There’s something afoot in the IC industry, said Bill McClean, president of IC Insights, and that something has to do with overcapacity and capital spending. Although he expects a bounce in the chip market in the second half, he sees a longer term problem developing.
McClean spoke recently to a group of about 180 people gathered at the Semiconductor Equipment and Materials International’s New England Breakfast Forum in Burlington, MA. The IC industry is in the midst of a change right now, said McClean, pointing to the fact that between 1970 and 1995 there was only two years of negative growth. Between 1996 and 2001, however, there have been three negative years out of six.
“It’s not business as usual,” said McClean.
The issue, he said, is one of simple supply and demand. There’s too much overcapacity at the chipmaking level, and plans continue to increase capital spending to further increase capacity, said McClean.
From 1995 to 2001, he said, chipmakers’ capital spending totaled $250 billion. During that same time period the cumulative increase in the market was only $60 billion.
“There’s too much capital spending being done in the industry,” said McClean, adding that he understood that capex increases were good news for equipment and materials companies. “[Chipmakers] need to actively cut back more.”

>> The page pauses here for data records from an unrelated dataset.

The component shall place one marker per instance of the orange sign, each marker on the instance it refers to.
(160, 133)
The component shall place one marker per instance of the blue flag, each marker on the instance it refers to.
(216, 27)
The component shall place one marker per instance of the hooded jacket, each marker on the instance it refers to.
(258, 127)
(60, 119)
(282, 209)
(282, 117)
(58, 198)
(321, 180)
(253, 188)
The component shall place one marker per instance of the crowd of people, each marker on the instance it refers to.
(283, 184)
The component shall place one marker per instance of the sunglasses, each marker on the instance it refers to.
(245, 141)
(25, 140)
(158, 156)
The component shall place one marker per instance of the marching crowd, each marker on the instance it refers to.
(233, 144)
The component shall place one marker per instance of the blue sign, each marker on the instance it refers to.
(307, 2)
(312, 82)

2000 was the year that exceeded all averages, including a capital spending average increase of 82% – “a wonderfully horrible number,” said McClean. That number’s not real, McClean stressed, and a return had to be made to the 17% average. That’s the downturn of today, said McClean.
“You will come back [to average],” said McClean. “You’re paying for it now.”

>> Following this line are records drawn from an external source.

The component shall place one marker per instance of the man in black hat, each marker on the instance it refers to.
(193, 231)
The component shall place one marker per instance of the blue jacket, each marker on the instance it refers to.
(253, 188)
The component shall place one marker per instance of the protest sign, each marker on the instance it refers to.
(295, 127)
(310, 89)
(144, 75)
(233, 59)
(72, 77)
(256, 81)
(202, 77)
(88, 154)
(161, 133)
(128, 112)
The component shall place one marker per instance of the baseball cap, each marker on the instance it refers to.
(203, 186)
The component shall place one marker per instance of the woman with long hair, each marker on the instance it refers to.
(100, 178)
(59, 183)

In addition to overcapacity at existing fabs, said McClean, fabs coming on-line soon – particularly in China – will continue to drive up capacity, increasing supply and decreasing the IC ASP, which now stands at a low $1.90, compared to $2.68 in 1995. Next year will likely see a 4% increase in worldwide capital spending, said McClean, up from negative levels of this year. IC firms need to cut back even further from that 4%, he said.
“There will probably be $4 to $5 billion of capital spending for the Chinese – that alone could shove this into the positive,” he said, noting that the 300mm fabs around the corner worldwide will also increase overcapacity.

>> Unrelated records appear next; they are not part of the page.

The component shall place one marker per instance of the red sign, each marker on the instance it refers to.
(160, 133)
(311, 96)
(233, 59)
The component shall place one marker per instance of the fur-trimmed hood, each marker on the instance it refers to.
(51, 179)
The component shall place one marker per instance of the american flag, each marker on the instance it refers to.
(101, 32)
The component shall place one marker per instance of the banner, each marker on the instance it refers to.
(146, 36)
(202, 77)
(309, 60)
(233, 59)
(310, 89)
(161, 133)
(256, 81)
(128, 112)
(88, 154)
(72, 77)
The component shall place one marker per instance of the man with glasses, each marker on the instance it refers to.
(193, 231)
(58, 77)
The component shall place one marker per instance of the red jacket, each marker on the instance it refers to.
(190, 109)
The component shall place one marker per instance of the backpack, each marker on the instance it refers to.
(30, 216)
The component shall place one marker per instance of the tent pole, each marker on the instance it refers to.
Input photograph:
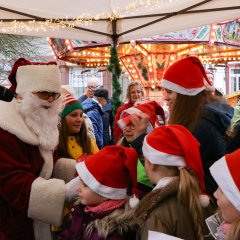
(115, 68)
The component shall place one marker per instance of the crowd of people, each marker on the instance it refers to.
(70, 170)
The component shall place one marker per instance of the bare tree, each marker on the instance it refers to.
(13, 47)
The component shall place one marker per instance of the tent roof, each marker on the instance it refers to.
(101, 20)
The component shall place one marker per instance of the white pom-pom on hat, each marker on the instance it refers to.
(133, 201)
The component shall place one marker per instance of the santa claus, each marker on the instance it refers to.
(32, 195)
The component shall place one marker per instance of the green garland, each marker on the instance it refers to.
(115, 68)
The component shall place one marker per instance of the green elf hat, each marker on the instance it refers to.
(70, 104)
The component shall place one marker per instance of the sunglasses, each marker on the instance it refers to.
(46, 95)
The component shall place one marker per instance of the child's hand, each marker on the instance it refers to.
(140, 123)
(71, 187)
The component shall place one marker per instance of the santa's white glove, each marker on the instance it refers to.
(71, 189)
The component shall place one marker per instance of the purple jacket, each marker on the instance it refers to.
(80, 221)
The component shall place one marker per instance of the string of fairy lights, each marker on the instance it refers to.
(84, 19)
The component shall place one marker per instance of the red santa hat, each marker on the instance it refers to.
(185, 76)
(174, 145)
(108, 171)
(226, 173)
(152, 109)
(29, 76)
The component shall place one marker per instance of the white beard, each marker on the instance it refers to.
(42, 121)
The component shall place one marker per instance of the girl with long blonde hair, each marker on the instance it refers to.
(177, 205)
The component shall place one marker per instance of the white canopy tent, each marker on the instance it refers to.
(108, 20)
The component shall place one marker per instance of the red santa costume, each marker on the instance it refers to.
(30, 198)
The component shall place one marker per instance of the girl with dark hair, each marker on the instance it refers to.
(196, 109)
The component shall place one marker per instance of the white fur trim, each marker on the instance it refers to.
(178, 89)
(41, 231)
(91, 182)
(161, 158)
(64, 168)
(47, 200)
(35, 78)
(223, 177)
(12, 121)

A large part of the problem, added McClean, is that most of the foundries are following an old report that predicted that IDMs would outsource 50% of their IC production. But the IDMs aren’t cooperating with that outdated report, said McClean. Instead, both the IDMs and the foundries are ramping up capacity, planning to supply all the necessary chips and adding to the general problem.
In the past, he’s told IC companies to spend aggressively in a downturn to increase their market share in the upturn, McClean said.
“The only problem is if everybody does it, it won’t work,” he added.
While inventory surplus is a problem that generally takes a mere six months for correction, said McClean, overcapacity is an 18-month problem that doesn’t go away easily.
In general, he expects sequential growth in the third and fourth quarters of this year. In fact, he said, Q4 may be “surprisingly good.” Looking ahead, he is confident that average system sales will increase at a 7-8% annual rate over the next five years.